As her popularity has plummeted,she has begun to modify some of her positions. Earlier this year,she brought in a well respected moderate finance minister. The tax reform under his plan will be somewhat simplified and an investment credit will be partially restored. The government has also promised to modify the new labor union bill.
The Chilean peso has depreciated by some 45% since the beginning of 2013. Economic growth has been sluggish,at less than 2% a year. Chileans are becoming fearful that the prosperity that has been created during the past generation is now under threat.
President Bachelet will end her tenure in 2017. She won election with 62% of the vote. Her approval is now down to 25%. Calls for her resignation have been so far ignored,but she is not permitted by the Constitution to serve another consecutive term. Despite her efforts to modify the Constitution,it will probably not be completed under her presidency. Change will arrive in Chile soon enough.
Ecuador was roiling with protests this past summer and President Correa has been forced to slash growth prospects for the rapidly cooling economy. Correa has angered many voters over the introduction of two new controversial tax laws. One is to be placed on capital gains from real estate at a rate of 75% and the other is levied on inheritance at 77.5%.
The legislation on inheritance was so unpopular,that the President has temporarily shelved the bill.

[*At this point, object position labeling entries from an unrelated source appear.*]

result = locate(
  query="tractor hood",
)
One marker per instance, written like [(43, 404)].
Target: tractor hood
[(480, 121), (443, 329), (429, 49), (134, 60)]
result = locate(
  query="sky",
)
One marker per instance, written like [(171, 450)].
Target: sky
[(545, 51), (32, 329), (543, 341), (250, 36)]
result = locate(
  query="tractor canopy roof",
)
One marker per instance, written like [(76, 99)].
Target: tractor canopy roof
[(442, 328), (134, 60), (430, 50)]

These were designed to replace some of the lost oil revenue. Since 95% of the businesses in the country are family owned,this measure would have a tremendous impact on the economy of Ecuador.

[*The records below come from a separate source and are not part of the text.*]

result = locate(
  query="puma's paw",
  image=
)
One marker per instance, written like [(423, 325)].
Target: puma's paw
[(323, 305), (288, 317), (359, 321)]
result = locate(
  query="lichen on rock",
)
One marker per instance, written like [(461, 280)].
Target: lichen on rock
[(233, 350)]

The protesters are comparing these recent steps to what has happened in Venezuela and President Correa with Hugo Chavez. The President has also moved to consolidate his power by making changes to the constitution and packing the nations highest court with his allies. He has also attacked dissidents and attempted to silence free speech through various methods.

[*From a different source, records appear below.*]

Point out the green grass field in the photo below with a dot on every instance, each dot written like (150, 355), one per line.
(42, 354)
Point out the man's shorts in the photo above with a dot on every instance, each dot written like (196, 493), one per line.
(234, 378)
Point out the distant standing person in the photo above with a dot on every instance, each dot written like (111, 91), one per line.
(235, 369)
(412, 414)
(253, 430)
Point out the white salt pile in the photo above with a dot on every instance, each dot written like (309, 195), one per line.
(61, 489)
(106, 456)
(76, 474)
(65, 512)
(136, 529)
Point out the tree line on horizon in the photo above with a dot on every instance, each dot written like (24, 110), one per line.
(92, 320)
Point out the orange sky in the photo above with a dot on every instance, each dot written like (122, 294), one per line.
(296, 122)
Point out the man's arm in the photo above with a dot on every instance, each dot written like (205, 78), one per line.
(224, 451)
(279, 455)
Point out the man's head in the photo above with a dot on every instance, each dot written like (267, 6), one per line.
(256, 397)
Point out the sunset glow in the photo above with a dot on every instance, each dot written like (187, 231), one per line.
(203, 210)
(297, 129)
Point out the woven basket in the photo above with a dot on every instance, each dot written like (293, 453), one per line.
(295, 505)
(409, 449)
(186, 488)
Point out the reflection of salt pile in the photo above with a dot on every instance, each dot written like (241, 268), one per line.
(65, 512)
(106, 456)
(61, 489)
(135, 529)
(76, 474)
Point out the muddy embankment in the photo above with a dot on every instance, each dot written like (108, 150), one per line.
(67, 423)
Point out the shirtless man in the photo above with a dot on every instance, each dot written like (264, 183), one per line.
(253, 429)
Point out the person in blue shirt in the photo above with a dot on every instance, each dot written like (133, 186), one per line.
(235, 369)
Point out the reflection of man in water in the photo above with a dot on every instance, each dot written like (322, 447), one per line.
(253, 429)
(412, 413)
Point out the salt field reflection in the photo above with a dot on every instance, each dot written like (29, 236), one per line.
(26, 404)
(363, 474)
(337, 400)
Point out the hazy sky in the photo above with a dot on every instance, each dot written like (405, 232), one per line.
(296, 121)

Mr. Correa won an unprecedented third term in 2013 and will try to introduce an amendment,that would eliminate presidential term limits before 2017. There is speculation that he will then stand for a fourth term.
Venezuelan President Maduro has presided over a collapsing economy,since the death of Chavez. The streets protests are growing ever larger and he is rapidly running out of options,as the country now has the highest inflation in the world. In 2016 it is expected to be 161%. The national currency has become almost worthless. The government has a number of rather large debts due at the end of this year and throughout 2016,that it will be hard pressed to repay.
The Venezuelan economy shrunk 4% in 2014, is expected to contract 6.6% in 2015 and another 2.9% in 2016. The government stopped reporting most economic data in December of 2014. Shortages for basic goods are accelerating and there have been increasing reports of looting and other civil disorder in different areas of the country.
The parliamentary elections in December promise to be difficult for the increasingly unpopular leader. According to polls, the fragmented opposition has a real chance of gaining control over the Congress. It must be noted that the present electoral system favors rural areas,where support of the government remains higher than in the cities. So even if the opposition can muster more than 50% of the vote,it may still be unable to topple the present government.
As the economic situation in South America continues to deteriorate,it will propel voters to demand changes from their political leaders who represent them. It will force many leaders from office who are either unable or unwilling to move in a new direction. The way forward is sound fiscal and tax policy that encourages investment and growth.